Or, Yet Another Peculiar Conversation about My Name
Last weekend I was strolling about town with a friend. We were discussing the language origins of our names. Both my name and hers work well in numerous languages, but the meanings vary across languages. With my name, even the gender varies across languages: most Indian (from the subcontinent, not the Americas) people will hear my name as Devi, which is a definitively female name.
Just then we were hailed by Mohammed, the Indian guy who just opened a little grocery up the street from my house. Ordinarily I anonymize the strangers that I write about in my blog, but "an Indian guy named Mohammed" might apply to a larger group of people than almost any other phrase of similar construction, so I'm not worried. Business was slow, and Mohammed was bored, so we chatted for a while.
(Random footnote: The spell-checker built in to blogger does not recognize Mohammed, but does recognize Microsoft, McDonald's, and Macintosh. How fucked up is that??)

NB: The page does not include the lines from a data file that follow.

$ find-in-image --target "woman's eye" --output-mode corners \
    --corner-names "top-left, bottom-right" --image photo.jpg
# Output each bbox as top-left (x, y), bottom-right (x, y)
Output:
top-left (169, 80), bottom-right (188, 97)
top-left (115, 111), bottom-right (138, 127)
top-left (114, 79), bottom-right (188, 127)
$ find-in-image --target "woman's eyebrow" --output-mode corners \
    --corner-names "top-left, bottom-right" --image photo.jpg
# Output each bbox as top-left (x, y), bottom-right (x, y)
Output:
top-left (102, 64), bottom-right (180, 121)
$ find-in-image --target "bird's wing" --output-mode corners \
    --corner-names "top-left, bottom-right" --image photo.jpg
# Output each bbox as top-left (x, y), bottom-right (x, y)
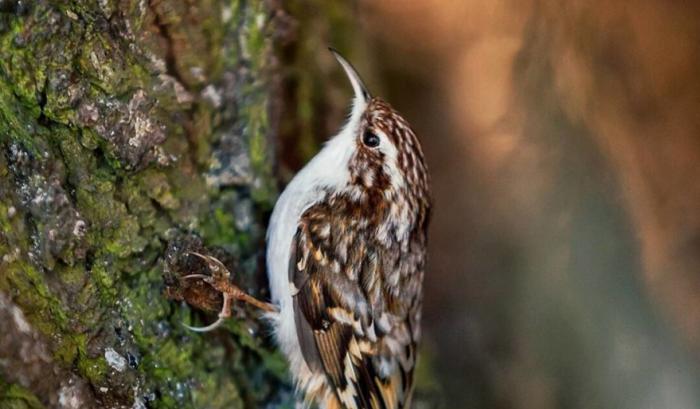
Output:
top-left (290, 202), bottom-right (419, 409)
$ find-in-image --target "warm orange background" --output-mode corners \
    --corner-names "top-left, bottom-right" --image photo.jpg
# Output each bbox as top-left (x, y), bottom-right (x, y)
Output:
top-left (356, 0), bottom-right (700, 409)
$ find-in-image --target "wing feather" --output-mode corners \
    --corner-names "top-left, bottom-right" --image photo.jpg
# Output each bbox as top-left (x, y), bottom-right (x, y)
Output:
top-left (289, 203), bottom-right (415, 409)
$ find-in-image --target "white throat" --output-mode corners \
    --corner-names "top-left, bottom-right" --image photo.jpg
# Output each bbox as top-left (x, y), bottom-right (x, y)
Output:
top-left (267, 97), bottom-right (367, 386)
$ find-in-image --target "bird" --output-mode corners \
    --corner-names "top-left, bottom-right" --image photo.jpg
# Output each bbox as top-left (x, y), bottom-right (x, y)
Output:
top-left (186, 48), bottom-right (431, 409)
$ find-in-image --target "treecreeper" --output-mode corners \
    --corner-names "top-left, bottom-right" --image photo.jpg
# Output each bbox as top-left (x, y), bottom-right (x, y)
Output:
top-left (183, 49), bottom-right (431, 409)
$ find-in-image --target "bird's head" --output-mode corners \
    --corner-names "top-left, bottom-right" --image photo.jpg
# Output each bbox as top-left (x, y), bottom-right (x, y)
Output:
top-left (328, 49), bottom-right (429, 210)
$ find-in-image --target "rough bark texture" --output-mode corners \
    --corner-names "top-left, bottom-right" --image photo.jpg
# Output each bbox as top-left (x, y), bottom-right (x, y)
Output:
top-left (0, 0), bottom-right (352, 408)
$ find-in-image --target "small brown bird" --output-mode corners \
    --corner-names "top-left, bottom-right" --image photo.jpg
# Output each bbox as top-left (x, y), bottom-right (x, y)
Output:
top-left (183, 49), bottom-right (430, 409)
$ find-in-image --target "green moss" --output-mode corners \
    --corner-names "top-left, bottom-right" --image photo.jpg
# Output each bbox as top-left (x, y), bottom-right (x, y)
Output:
top-left (0, 1), bottom-right (296, 408)
top-left (0, 378), bottom-right (44, 409)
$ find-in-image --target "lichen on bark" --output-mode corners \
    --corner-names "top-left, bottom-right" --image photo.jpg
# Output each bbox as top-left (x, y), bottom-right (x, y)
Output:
top-left (0, 0), bottom-right (292, 408)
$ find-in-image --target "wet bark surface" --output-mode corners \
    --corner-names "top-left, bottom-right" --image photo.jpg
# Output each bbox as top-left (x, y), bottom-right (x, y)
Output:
top-left (0, 0), bottom-right (292, 408)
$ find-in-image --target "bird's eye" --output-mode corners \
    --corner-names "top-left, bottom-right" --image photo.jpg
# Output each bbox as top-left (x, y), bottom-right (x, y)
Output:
top-left (362, 129), bottom-right (379, 148)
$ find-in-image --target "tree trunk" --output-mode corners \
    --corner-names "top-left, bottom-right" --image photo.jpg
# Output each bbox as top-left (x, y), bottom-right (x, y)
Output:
top-left (0, 0), bottom-right (358, 408)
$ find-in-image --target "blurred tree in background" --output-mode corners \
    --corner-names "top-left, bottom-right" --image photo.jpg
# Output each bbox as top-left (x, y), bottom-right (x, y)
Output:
top-left (0, 0), bottom-right (700, 409)
top-left (361, 0), bottom-right (700, 409)
top-left (0, 0), bottom-right (366, 408)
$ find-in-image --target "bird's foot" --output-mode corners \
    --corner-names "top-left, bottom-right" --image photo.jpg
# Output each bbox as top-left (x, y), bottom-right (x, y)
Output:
top-left (182, 252), bottom-right (277, 332)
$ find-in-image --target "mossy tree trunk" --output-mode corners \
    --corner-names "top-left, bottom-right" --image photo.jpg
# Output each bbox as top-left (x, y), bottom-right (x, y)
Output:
top-left (0, 0), bottom-right (356, 408)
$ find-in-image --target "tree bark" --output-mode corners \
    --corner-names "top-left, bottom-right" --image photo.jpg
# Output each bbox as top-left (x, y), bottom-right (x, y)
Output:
top-left (0, 0), bottom-right (352, 408)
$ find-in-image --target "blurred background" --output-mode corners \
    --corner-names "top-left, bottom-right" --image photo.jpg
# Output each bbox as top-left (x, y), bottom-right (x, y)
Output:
top-left (286, 0), bottom-right (700, 409)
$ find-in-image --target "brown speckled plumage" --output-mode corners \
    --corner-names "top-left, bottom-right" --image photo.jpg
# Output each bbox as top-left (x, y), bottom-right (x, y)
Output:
top-left (290, 94), bottom-right (430, 408)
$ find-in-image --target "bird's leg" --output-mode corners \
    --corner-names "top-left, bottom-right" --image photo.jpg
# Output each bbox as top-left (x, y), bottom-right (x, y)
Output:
top-left (182, 252), bottom-right (277, 332)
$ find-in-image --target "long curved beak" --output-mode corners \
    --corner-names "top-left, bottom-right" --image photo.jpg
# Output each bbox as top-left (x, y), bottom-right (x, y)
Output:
top-left (328, 47), bottom-right (372, 103)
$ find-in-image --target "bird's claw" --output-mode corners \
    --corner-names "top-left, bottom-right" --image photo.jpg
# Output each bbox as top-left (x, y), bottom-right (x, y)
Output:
top-left (182, 251), bottom-right (277, 332)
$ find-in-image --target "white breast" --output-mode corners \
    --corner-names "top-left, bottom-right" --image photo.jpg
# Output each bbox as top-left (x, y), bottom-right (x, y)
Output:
top-left (267, 97), bottom-right (365, 392)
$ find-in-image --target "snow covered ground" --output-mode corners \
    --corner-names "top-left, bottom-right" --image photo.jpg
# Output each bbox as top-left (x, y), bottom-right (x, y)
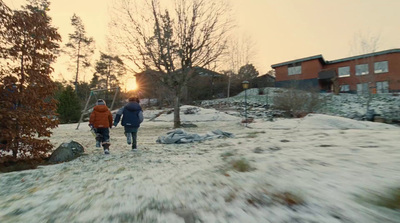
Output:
top-left (0, 106), bottom-right (400, 223)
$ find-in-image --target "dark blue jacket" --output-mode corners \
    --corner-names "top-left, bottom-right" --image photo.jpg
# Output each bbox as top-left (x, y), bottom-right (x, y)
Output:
top-left (114, 102), bottom-right (143, 128)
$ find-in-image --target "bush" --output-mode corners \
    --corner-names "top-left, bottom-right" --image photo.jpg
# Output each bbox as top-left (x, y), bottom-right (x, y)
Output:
top-left (274, 88), bottom-right (322, 117)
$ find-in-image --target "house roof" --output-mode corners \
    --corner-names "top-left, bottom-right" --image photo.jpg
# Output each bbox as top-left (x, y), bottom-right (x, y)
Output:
top-left (271, 49), bottom-right (400, 68)
top-left (271, 54), bottom-right (325, 68)
top-left (326, 49), bottom-right (400, 64)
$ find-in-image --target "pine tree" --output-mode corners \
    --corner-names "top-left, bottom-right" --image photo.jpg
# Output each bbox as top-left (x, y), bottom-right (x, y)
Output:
top-left (57, 86), bottom-right (81, 123)
top-left (0, 0), bottom-right (61, 159)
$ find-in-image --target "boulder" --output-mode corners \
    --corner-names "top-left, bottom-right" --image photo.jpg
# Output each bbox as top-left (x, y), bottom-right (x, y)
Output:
top-left (49, 140), bottom-right (85, 163)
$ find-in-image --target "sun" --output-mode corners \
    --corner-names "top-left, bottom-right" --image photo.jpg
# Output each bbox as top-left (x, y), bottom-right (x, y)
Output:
top-left (125, 79), bottom-right (138, 91)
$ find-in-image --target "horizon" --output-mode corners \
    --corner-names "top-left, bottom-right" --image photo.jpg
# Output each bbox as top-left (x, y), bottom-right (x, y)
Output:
top-left (4, 0), bottom-right (400, 81)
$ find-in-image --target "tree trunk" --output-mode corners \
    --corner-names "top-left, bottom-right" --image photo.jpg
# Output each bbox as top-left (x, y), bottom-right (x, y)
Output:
top-left (174, 93), bottom-right (181, 129)
top-left (75, 41), bottom-right (81, 93)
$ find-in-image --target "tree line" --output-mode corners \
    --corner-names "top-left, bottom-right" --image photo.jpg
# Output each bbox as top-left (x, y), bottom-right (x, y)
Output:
top-left (0, 0), bottom-right (272, 159)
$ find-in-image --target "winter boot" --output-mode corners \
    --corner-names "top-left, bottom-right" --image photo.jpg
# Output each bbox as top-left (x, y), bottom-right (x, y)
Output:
top-left (103, 142), bottom-right (110, 155)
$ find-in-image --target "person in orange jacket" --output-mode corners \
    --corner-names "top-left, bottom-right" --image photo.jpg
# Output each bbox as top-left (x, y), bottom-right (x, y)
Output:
top-left (89, 99), bottom-right (113, 154)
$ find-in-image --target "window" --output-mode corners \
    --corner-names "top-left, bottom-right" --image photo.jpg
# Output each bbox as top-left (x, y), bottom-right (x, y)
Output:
top-left (376, 81), bottom-right (389, 94)
top-left (356, 64), bottom-right (369, 76)
top-left (338, 66), bottom-right (350, 77)
top-left (357, 83), bottom-right (368, 94)
top-left (374, 61), bottom-right (389, 74)
top-left (288, 62), bottom-right (301, 75)
top-left (340, 84), bottom-right (350, 92)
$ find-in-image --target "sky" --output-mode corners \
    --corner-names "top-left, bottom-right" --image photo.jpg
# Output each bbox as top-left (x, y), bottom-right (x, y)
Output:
top-left (3, 0), bottom-right (400, 89)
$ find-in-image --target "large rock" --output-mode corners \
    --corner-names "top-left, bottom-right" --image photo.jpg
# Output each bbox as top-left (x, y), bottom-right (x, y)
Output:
top-left (49, 140), bottom-right (85, 163)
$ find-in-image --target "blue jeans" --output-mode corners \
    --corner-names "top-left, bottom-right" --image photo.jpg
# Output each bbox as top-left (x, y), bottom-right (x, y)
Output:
top-left (96, 128), bottom-right (110, 143)
top-left (125, 127), bottom-right (138, 149)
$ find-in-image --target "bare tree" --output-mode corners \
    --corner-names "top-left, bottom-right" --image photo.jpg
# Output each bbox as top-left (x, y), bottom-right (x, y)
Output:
top-left (352, 33), bottom-right (380, 116)
top-left (112, 0), bottom-right (231, 128)
top-left (225, 34), bottom-right (255, 98)
top-left (65, 14), bottom-right (94, 91)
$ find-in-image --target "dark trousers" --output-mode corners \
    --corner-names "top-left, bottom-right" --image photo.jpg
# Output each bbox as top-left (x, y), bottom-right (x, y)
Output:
top-left (96, 128), bottom-right (110, 147)
top-left (125, 127), bottom-right (138, 149)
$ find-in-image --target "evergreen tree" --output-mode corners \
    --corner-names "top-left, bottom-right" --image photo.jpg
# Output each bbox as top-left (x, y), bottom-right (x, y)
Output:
top-left (92, 53), bottom-right (126, 89)
top-left (57, 86), bottom-right (81, 123)
top-left (0, 0), bottom-right (61, 159)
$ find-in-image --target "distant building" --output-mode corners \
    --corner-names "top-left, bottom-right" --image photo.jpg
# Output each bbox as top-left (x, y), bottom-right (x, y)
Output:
top-left (271, 49), bottom-right (400, 93)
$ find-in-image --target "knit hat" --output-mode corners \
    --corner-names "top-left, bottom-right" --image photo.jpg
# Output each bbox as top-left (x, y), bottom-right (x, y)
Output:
top-left (96, 99), bottom-right (106, 105)
top-left (128, 97), bottom-right (139, 103)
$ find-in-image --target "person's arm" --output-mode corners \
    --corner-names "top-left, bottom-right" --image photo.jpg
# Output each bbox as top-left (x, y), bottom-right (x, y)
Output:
top-left (114, 107), bottom-right (124, 126)
top-left (89, 111), bottom-right (96, 128)
top-left (108, 111), bottom-right (112, 128)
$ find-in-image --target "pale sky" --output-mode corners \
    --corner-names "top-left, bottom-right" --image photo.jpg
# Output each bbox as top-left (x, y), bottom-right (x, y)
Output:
top-left (3, 0), bottom-right (400, 81)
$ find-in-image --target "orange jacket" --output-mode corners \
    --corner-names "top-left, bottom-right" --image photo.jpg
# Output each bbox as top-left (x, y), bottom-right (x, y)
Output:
top-left (89, 105), bottom-right (113, 128)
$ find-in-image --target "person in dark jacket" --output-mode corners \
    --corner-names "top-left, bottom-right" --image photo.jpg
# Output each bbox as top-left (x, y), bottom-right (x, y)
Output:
top-left (114, 97), bottom-right (143, 151)
top-left (89, 99), bottom-right (113, 154)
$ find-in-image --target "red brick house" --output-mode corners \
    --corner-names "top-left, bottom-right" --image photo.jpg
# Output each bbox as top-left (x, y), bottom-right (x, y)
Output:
top-left (271, 49), bottom-right (400, 93)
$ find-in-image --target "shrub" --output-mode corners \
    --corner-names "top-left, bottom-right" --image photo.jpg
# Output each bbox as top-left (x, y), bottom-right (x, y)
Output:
top-left (274, 88), bottom-right (322, 117)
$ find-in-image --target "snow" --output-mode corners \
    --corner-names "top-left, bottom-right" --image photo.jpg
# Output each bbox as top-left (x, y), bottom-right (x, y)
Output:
top-left (0, 106), bottom-right (400, 223)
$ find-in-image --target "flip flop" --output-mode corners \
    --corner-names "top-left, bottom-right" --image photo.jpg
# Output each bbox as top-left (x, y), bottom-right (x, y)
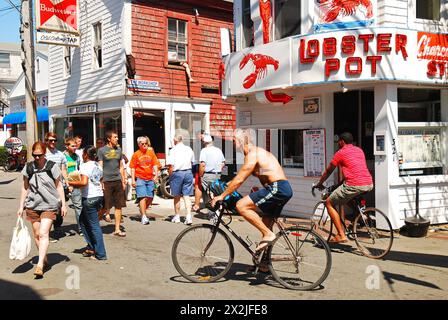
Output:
top-left (255, 240), bottom-right (274, 251)
top-left (113, 231), bottom-right (126, 237)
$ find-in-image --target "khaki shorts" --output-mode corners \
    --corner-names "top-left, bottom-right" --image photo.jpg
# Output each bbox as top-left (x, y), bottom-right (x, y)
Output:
top-left (329, 183), bottom-right (373, 205)
top-left (26, 209), bottom-right (57, 223)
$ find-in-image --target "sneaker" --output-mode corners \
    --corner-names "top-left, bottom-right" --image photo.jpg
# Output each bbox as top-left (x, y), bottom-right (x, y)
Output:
top-left (184, 215), bottom-right (193, 225)
top-left (142, 215), bottom-right (149, 224)
top-left (171, 214), bottom-right (180, 223)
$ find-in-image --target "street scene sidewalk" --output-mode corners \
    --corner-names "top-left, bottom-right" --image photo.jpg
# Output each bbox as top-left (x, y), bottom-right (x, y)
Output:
top-left (0, 172), bottom-right (448, 300)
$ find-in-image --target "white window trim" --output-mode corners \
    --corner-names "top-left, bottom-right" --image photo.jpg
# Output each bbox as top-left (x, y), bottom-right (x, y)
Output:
top-left (91, 21), bottom-right (104, 71)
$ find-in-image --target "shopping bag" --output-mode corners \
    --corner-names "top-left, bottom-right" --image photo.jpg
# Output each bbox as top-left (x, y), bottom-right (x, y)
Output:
top-left (9, 217), bottom-right (31, 260)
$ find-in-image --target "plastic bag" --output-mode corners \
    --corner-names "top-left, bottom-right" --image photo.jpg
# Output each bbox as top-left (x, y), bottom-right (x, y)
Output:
top-left (9, 217), bottom-right (31, 260)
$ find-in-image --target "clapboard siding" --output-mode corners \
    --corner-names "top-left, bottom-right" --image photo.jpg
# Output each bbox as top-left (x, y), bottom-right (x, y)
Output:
top-left (49, 1), bottom-right (125, 107)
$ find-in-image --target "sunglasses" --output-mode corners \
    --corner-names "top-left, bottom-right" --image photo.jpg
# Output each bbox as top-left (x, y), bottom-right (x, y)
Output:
top-left (32, 153), bottom-right (44, 158)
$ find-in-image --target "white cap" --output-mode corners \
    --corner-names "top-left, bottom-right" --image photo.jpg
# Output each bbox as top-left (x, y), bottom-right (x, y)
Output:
top-left (202, 134), bottom-right (213, 143)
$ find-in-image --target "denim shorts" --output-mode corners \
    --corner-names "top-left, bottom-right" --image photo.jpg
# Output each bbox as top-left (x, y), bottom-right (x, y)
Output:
top-left (170, 170), bottom-right (194, 196)
top-left (135, 178), bottom-right (154, 198)
top-left (249, 180), bottom-right (293, 217)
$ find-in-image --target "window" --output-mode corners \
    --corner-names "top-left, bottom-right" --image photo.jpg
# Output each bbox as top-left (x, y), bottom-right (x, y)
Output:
top-left (242, 0), bottom-right (254, 48)
top-left (274, 0), bottom-right (301, 40)
top-left (398, 88), bottom-right (441, 122)
top-left (0, 52), bottom-right (10, 68)
top-left (279, 129), bottom-right (303, 168)
top-left (416, 0), bottom-right (440, 21)
top-left (93, 22), bottom-right (103, 69)
top-left (168, 18), bottom-right (188, 64)
top-left (63, 47), bottom-right (72, 77)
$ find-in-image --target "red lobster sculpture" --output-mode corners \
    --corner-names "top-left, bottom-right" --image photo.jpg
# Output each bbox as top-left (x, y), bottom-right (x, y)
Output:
top-left (240, 53), bottom-right (278, 89)
top-left (317, 0), bottom-right (373, 23)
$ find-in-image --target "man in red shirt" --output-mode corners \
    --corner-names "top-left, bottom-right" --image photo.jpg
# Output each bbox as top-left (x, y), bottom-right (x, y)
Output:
top-left (129, 136), bottom-right (160, 224)
top-left (315, 132), bottom-right (373, 243)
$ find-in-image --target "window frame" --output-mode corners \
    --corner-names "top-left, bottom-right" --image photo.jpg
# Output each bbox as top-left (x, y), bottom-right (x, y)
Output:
top-left (164, 12), bottom-right (192, 70)
top-left (92, 21), bottom-right (104, 70)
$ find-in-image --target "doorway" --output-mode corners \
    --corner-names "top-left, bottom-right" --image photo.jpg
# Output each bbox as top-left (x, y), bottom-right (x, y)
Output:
top-left (334, 88), bottom-right (375, 206)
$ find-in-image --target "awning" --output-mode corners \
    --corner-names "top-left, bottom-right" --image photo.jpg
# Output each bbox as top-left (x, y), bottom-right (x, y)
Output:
top-left (3, 107), bottom-right (48, 124)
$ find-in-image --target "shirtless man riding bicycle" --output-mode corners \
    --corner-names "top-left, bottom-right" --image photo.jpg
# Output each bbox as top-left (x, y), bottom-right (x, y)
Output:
top-left (210, 129), bottom-right (293, 251)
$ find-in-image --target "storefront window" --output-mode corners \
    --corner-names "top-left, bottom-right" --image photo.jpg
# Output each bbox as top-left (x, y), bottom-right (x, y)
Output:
top-left (279, 129), bottom-right (303, 168)
top-left (398, 88), bottom-right (441, 122)
top-left (96, 111), bottom-right (123, 144)
top-left (275, 0), bottom-right (301, 40)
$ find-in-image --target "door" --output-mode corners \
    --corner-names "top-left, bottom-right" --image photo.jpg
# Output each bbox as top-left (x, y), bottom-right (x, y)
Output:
top-left (334, 88), bottom-right (375, 206)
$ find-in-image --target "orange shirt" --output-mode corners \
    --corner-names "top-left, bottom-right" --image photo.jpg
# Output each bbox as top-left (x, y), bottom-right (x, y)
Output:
top-left (129, 148), bottom-right (160, 180)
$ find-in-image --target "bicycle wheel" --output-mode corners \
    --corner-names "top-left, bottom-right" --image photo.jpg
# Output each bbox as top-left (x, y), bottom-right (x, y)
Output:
top-left (312, 201), bottom-right (333, 242)
top-left (3, 157), bottom-right (19, 172)
top-left (171, 224), bottom-right (234, 282)
top-left (353, 208), bottom-right (394, 259)
top-left (268, 227), bottom-right (331, 290)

The first thing Mohammed said to us was, "Where are you really from?" I said "New York," and Mohammed said, "Really?"
This confused me. I know that people get asked questions like this all the time, but ... I'm white. I'm not even "kinda dark for a white guy," like a lot of white Jews I know. So I'm not sure what stereotype he could possibly have been drawing on, to have trouble believing that I came from New York. Then he asked my friend where she was "really from," and she said "here," and there was a similar exchange of mild disbelief. That made a little more sense to me, because she is indeed kinda dark for a white girl, in a way that not many people are, who are "really from" here.
We chatted for a while longer. I did most of the talking, and Mohammed mostly talked to me. I felt kinda bad about it, because it seemed like a gender privilege thing. But, I also thought it might be kind of chivalrous of me. My friend is femme and gorgeous and gets a lot of un-asked-for attention from men. So I thought, maybe Mohammed is rudely ignoring her to converse with me, but, at least that means he's not leering at her like most men do.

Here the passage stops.